After leaving Shap, runners must cross the M6, which marks the end of the Lake District and the beginning of the Yorkshire Dales. The route has less climbing than the Lakes of the previous day, but there are still small climbs to contend with. The runners then pass through Kirkby Stephen, where they have the option to sleep or press on over Nine Standards Rigg, crossing the border from Cumbria to Yorkshire. The terrain here is notoriously boggy, but runners are rewarded with gorgeous views of Swaledale. The lead mines provide some dramatic scenery before the route enters a flatter section, where runners will be relieved to see Richmond Castle in the distance. Richmond, at 183km into the race, is another support point where runners can shower, eat and catch some sleep – all with the support from the event team.

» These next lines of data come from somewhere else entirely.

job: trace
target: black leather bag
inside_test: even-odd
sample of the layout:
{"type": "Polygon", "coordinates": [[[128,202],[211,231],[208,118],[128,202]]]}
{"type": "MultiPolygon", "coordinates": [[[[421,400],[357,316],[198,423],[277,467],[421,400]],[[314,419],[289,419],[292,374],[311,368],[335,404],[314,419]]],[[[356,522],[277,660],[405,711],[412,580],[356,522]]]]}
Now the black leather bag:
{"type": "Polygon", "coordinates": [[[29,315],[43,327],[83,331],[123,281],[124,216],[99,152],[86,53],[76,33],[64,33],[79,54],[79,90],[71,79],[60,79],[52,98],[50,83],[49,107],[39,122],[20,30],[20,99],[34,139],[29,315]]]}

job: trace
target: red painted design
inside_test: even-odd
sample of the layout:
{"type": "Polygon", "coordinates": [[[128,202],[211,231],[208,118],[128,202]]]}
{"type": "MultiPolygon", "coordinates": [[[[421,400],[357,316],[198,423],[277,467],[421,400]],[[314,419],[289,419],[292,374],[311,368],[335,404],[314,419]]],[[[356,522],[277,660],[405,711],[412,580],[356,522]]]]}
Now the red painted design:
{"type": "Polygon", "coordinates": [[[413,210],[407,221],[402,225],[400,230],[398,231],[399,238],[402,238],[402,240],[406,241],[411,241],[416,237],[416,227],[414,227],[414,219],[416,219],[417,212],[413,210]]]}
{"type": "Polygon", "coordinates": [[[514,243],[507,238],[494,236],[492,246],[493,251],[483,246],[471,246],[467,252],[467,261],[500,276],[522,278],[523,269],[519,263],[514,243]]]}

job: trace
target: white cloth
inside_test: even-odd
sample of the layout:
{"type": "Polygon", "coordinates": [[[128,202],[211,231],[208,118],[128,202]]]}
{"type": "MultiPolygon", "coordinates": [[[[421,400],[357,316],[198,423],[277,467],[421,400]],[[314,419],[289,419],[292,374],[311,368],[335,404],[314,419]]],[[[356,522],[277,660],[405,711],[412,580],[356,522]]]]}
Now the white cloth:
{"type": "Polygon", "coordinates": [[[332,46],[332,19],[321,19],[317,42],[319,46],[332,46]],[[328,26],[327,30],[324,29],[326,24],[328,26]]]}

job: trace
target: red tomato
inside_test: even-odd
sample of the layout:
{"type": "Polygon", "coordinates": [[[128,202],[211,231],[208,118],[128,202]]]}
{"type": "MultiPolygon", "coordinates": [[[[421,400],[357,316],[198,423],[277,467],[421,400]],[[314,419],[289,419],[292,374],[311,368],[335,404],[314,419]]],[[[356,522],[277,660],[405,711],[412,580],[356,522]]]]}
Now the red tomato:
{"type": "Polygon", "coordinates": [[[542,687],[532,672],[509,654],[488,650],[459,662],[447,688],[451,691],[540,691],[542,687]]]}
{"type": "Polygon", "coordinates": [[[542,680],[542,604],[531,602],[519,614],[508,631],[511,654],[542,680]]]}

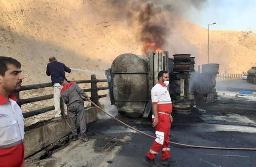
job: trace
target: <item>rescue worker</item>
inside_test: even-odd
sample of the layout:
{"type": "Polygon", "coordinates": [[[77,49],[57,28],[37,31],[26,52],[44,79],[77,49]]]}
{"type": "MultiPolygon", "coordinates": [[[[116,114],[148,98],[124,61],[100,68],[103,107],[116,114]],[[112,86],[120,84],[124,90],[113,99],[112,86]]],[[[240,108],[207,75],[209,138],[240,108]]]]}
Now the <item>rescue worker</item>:
{"type": "Polygon", "coordinates": [[[24,160],[24,118],[12,93],[24,77],[21,63],[0,56],[0,166],[26,167],[24,160]]]}
{"type": "MultiPolygon", "coordinates": [[[[65,72],[69,73],[71,72],[70,69],[67,67],[64,64],[57,61],[55,57],[51,57],[49,58],[50,63],[46,67],[46,75],[47,76],[51,76],[52,82],[53,84],[54,87],[53,92],[53,102],[55,109],[55,119],[53,121],[61,121],[62,115],[60,110],[60,90],[62,86],[60,85],[58,82],[58,79],[60,77],[62,77],[67,81],[65,77],[65,72]]],[[[66,106],[64,104],[65,115],[66,116],[66,106]]]]}
{"type": "Polygon", "coordinates": [[[60,94],[64,103],[66,104],[70,117],[71,132],[73,135],[73,140],[78,138],[84,141],[87,141],[86,137],[86,124],[85,114],[84,100],[90,101],[89,97],[76,82],[67,82],[63,78],[59,79],[59,84],[63,86],[60,94]],[[78,118],[80,123],[80,132],[78,135],[76,126],[78,118]]]}
{"type": "Polygon", "coordinates": [[[170,130],[173,117],[171,115],[173,106],[167,86],[169,84],[169,74],[166,71],[161,71],[157,76],[158,81],[151,90],[153,115],[152,126],[156,130],[156,138],[144,160],[151,167],[158,167],[154,158],[161,151],[161,163],[164,165],[175,164],[170,158],[170,130]]]}

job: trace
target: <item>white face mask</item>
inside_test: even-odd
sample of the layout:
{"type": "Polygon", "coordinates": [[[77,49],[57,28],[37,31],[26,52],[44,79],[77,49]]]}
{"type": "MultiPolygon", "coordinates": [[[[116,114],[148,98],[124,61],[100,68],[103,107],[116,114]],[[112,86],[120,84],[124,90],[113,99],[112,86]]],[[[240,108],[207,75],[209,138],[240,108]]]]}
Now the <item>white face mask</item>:
{"type": "Polygon", "coordinates": [[[164,84],[166,86],[167,86],[168,85],[169,85],[169,81],[166,81],[164,82],[164,84]]]}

There was still some snow lingering on Nine Standards Rigg © No Limits Photography
Moods were still good in Shap
The first SILVA Northern Traverse runner, Kim Collison, came through at 22:17 Saturday night. He had a slick operation going on, grabbing some food while he filled up his water before heading out into the night. Second runner, Rory Harris was half an hour behind him. Lisa Watson was the first lady through the support point in Shap, coming in at 00:48am.

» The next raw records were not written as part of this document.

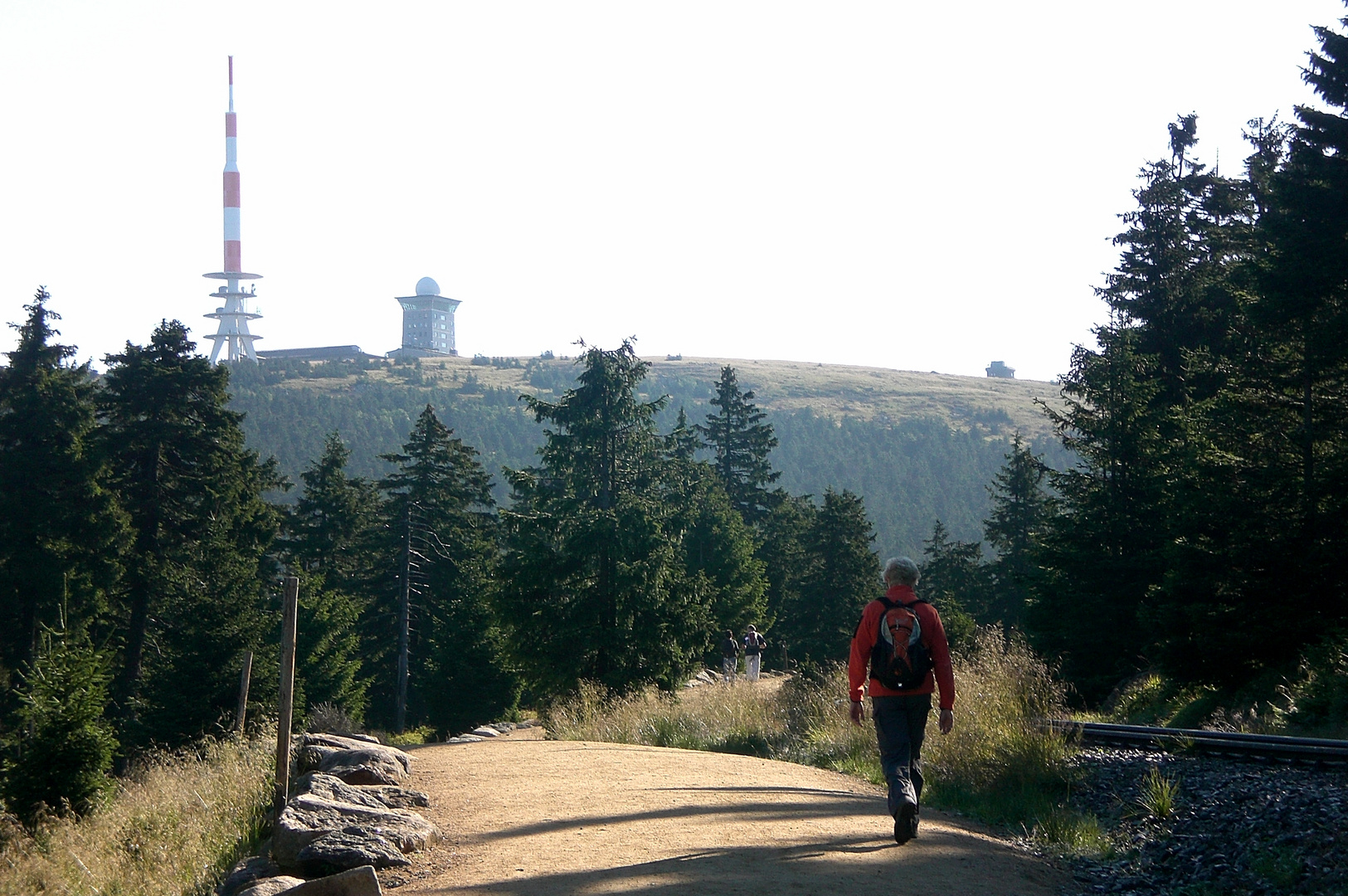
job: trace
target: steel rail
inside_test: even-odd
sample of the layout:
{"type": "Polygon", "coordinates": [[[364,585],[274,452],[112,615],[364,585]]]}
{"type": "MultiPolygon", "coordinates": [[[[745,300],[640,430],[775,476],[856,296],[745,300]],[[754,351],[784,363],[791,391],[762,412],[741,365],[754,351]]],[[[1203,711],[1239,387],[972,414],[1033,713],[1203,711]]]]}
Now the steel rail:
{"type": "Polygon", "coordinates": [[[1224,753],[1254,759],[1293,760],[1302,763],[1348,763],[1348,741],[1285,734],[1244,734],[1240,732],[1206,732],[1193,728],[1153,728],[1147,725],[1112,725],[1053,719],[1049,726],[1081,738],[1082,744],[1109,746],[1158,746],[1204,753],[1224,753]]]}

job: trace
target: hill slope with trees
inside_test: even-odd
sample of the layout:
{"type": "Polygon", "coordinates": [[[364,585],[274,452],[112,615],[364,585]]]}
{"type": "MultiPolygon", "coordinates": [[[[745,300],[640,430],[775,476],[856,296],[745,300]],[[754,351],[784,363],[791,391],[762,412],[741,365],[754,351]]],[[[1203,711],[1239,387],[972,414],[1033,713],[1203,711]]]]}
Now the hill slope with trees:
{"type": "MultiPolygon", "coordinates": [[[[643,400],[669,402],[656,426],[670,431],[682,407],[693,420],[712,411],[721,369],[752,391],[778,445],[778,485],[821,497],[828,488],[865,500],[882,554],[913,554],[937,519],[956,538],[976,538],[988,512],[987,484],[1019,431],[1050,462],[1065,453],[1038,400],[1050,383],[914,373],[790,361],[644,360],[643,400]]],[[[248,443],[298,482],[329,433],[350,450],[350,472],[380,477],[427,404],[483,455],[506,499],[503,466],[534,462],[542,430],[522,395],[555,399],[574,385],[569,358],[437,358],[418,365],[274,364],[235,371],[231,407],[245,412],[248,443]]]]}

Kim passes through Shap late on Saturday evening © No Limits Photography
Throughout Saturday night and into Sunday morning, waves of SILVA Northern Traverse runners came into the support point in Shap – a steady buzz of excited runners keen to share their adventures.
Despite a tough section of night running, the atmosphere was generally positive in the Shap support point on the Sunday morning.
We spoke to Keira-Louise Baxter, who had stopped for a short sleep at Patterdale. She was feeling good ahead of the next section. “I’m glad I’ve got the rocky terrain out of the way. It was really beautiful this morning – we got the sunrise coming down Kidsty Pike, which was absolutely gorgeous.”
She said: “I’m looking forward to the next bit. I’m hoping that getting that extra bit of sleep is going to have paid off and actually put me in a better stead.”
Rupert Chesmore, a seasoned ultra-runner, had made the decision to run through the night.
“It’s hard,” he said. “It’s not just the climbing. It’s the surface. There’s lots of rocks and stone, it’s hard to negotiate.”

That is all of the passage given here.